Die Hauptversammlung von TUI in Hannover zeigt das Dilemma des Touristikkonzerns: Das Unternehmen möchte durchstarten, doch es kann nicht, weil das Geld fehlt.

Die Horrormeldung verkündet Horst Baier ganz zum Schluss. Kurz vor dem Ende seiner ersten Rede als Finanzvorstand weist der TUI-Manager auf der Hauptversammlung in Hannover auf „die Nettoverschuldung inklusive der aufgegebenen Geschäftsbereiche" hin. Mit 3,7 Milliarden Euro steht der Touristikkonzern in der Kreide. Er sagt dies emotionslos, so wie er das gesamte Zahlenwerk knochentrocken vorträgt.

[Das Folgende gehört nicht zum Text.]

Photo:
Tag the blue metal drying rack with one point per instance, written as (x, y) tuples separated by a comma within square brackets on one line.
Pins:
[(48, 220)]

Es ist wohl kein Zufall, dass Baier und nicht Vorstandschef Michael Frenzel das dicke Minus in den Bilanzen verkündet. Und wohl auch nicht, dass die Worte am Ende seiner Rede fallen. Am liebsten würde der Konzern die Zahl verschweigen, weil sie alles in Frage stellt, was Baier und Frenzel in der vergangenen Stunde über die positive Zukunft des Touristikgeschäfts referiert haben. Die Zahl bremst alle Visionen aus, Europas führenden Touristikkonzern auch zu einem Global Player zu formen.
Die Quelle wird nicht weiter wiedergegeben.